Rousselet (rue): S'appelait au XVIe siècle chemin des Vaches, nom qui fut changé, vers 1721, en celui de Rousselet, l'un des propriétaires riverains.

Royer-Collard (rue): Pierre-Paul Royer-Collard, homme d'état célèbre sous la restauration, membre de l'Académie Française, était né en 1773, à Sompuis, près Vitry-le-Français: il mourut à Paris le 2 septembre 1845.
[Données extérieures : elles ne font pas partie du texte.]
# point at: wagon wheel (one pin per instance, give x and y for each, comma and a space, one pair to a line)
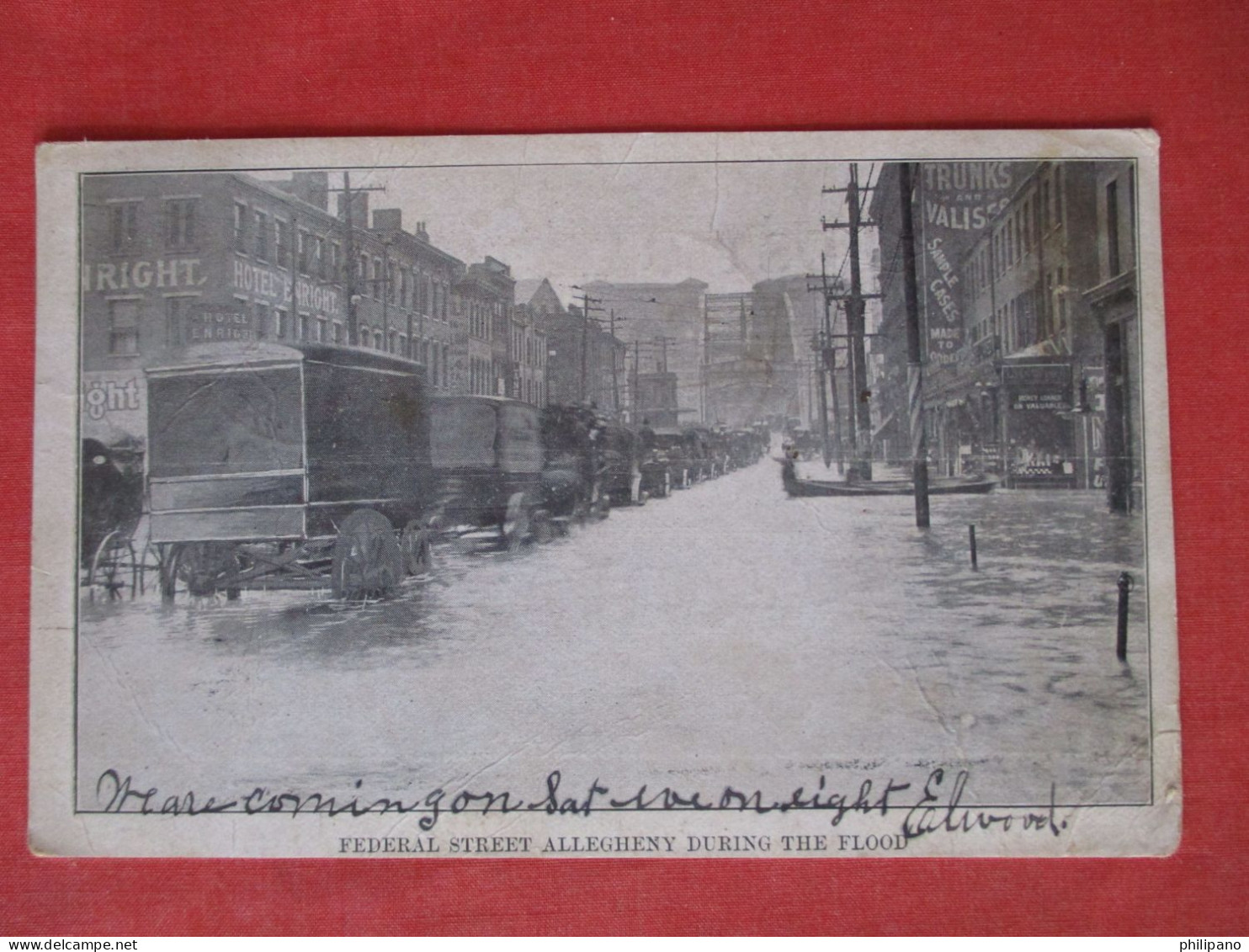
108, 566
368, 560
199, 570
417, 546
515, 528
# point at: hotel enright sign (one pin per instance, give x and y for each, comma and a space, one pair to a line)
1038, 386
213, 322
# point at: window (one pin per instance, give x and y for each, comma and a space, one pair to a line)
180, 222
124, 327
283, 250
175, 317
1112, 227
240, 227
124, 225
261, 237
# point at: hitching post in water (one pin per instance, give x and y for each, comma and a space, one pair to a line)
915, 365
1120, 647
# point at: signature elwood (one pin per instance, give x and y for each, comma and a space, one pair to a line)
939, 807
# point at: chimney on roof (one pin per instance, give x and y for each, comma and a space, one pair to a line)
312, 188
387, 220
359, 209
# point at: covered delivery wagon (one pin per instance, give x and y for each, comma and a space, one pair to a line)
288, 466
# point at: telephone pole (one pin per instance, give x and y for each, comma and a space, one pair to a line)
587, 305
350, 253
915, 368
616, 386
861, 412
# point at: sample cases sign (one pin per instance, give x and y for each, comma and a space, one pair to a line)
959, 204
1038, 386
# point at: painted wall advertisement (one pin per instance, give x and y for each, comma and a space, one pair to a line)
115, 407
1038, 386
958, 205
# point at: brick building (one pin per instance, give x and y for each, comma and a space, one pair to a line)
178, 258
1023, 307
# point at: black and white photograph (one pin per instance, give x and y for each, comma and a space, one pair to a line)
755, 495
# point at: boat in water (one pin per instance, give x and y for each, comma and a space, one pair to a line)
796, 487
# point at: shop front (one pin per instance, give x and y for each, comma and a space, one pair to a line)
1038, 425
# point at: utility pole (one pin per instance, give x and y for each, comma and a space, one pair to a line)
915, 368
587, 305
616, 386
636, 402
861, 412
704, 390
350, 254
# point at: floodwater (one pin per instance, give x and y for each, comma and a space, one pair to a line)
725, 635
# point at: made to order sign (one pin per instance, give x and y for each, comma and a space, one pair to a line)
1038, 386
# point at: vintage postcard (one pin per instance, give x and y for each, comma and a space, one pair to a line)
732, 495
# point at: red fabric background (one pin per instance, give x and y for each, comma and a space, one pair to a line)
149, 69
Rubens (rue): Pierre-Paul Rubens, né en 1577, est mort en 1640. Un maître et un grand maître que ce Flamand, pour les jeunes gens plus à admirer qu'à imiter et dont il faut un peu se défier, mais pas au point que voulait feu Ingres qui rondement l'excomunie en le déclarant hérétique. D'ailleurs quelle palette plus riche pour l'éclat et la fraîcheur des tons, encore que la couleur de Pierre Paul n'ait pas la solidité de celle du Titien! On peut regretter sans doute, dans ces pages étonnantes par l'ampleur de la composition et la vigoureuse exécution, l'abus de certaines formes qui pèchent, même et surtout chez les femmes, au point de vue de l'élégance. Mais pourtant les têtes de ces corpulentes viragos sont rarement vulgaires; on dirait autant de reines. Puis quelle vie dans ces personnages! Comme tout chez eux semble d'accord, l'expression ainsi que le geste encore que l'un et l'autre se sentent de l'art décoratif! Il faut l'avouer, malgré notre admiration pour ce maître, Rubens est le peintre des corps bien plus que des âmes, et si la lumière ruisselle à flots sur ses toiles étincelantes et met admirablement en relief les personnages, rarement elle les transfigure en faisant rayonner l'âme à travers la splendide enveloppe.